We need not get too worked up about such uses of scripture. They are usually at least harmless, and they are often interesting and lead to good conclusions. Even scriptural authors quote other scriptures out of context. Among others, Paul frequently cites Old Testament scriptures (particularly Psalms), often with less regard for their original context than a purist might like.

Nevertheless, if, as we study, we want to better understand the scriptures, we should be sure we understand them in context. That can be a tall order. Deciding what the word context means is not easy. Sometimes a verse is part of a story within one book of scripture, and, of course, it is always part of that book as a whole. Each book also has a context within the scriptures. On top of that, we can always consider the historical and cultural context of a passage or book and the context of our study. Why are we interested in this question? What problems may we be dealing with? As some contemporary philosophers have pointed out, we can choose a context only from within another context that makes such a choice desirable or necessary. The conclusion: there is no such thing as the context of a passage of scripture.

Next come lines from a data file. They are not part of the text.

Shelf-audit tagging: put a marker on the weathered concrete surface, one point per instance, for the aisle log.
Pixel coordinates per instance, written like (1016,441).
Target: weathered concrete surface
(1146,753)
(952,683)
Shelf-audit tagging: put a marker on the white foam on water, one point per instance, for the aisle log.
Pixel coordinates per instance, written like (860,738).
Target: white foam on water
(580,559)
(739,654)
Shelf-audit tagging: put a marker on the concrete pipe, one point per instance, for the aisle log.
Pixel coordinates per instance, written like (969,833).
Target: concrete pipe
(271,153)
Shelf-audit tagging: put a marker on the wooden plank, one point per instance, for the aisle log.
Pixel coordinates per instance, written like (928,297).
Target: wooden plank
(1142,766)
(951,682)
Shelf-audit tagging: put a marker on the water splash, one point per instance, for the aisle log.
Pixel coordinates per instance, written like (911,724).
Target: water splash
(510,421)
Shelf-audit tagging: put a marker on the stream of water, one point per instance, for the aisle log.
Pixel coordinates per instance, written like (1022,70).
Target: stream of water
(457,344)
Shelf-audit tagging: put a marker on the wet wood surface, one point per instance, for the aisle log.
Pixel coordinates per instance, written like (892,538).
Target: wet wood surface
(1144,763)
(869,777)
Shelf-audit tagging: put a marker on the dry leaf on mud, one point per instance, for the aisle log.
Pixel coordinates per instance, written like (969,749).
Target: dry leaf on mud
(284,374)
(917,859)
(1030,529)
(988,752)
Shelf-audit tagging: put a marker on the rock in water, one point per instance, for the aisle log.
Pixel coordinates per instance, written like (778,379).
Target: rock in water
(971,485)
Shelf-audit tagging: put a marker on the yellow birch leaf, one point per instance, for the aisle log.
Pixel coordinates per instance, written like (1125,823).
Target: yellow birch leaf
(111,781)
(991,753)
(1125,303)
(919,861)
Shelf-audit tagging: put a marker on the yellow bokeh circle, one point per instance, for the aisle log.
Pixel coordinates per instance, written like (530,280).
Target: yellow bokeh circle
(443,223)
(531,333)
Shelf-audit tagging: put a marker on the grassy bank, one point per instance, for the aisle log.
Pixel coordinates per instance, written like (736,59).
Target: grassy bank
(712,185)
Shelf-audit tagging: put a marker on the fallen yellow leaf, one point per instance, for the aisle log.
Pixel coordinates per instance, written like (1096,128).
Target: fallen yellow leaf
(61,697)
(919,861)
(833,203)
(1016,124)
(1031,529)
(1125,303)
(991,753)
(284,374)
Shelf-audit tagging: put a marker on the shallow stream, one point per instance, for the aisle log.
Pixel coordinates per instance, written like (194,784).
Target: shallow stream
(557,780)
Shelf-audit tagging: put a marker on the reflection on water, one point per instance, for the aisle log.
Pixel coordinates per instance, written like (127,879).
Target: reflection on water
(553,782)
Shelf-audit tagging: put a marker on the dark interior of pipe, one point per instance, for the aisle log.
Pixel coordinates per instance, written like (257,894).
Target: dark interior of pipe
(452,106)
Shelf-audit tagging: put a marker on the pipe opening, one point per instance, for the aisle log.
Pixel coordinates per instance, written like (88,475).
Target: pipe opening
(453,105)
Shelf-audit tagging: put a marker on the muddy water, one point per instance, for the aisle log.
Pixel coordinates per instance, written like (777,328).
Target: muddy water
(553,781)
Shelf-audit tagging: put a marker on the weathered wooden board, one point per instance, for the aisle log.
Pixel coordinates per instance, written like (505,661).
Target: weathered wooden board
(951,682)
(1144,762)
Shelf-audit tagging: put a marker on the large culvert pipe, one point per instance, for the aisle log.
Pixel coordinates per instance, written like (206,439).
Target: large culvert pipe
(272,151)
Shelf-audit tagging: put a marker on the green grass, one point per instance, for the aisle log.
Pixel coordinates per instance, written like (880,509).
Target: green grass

Still, we need not worry too much about the complexity of context. If we ask ourselves which contexts are relevant to our study, we will usually be able to improve our understanding of the scriptures. This book includes several suggestions for thinking about context (see, for example, "Doing Bible Research without Knowing Hebrew or Greek," "Cross-Referencing," and "Outlining") but includes little about cultural and historical context.

The LDS Bible Dictionary is a good place to start looking for answers to questions about biblical historical and cultural background. There are also a number of larger Bible dictionaries, such as the one-volume Harper's Bible Dictionary1 and the multivolume Anchor Bible Dictionary.2 Many public libraries have sections of material on biblical background that include a variety of helpful materials, such as Bible Manners and Customs.3

Given the provenance of the Book of Mormon, having the same kind of material available about its history, culture, or geography is impossible. Much of what has been done is highly speculative. However, the Foundation for Ancient Research and Mormon Studies (FARMS) has a great deal of responsible material from which to draw. Information about early LDS history—background for the Doctrine and Covenants—is available from a variety of sources.


1. Madeline S. Miller and J. Lane Miller, Harper's Bible Dictionary (New York: Harper & Row, 1973).

2. See David Noel Freedman, ed., Anchor Bible Dictionary, 6 vols. (New York: Doubleday, 1992).

3. Reverend G. M. Mackie, Bible Manners and Customs (New York: Revell Company, 1898).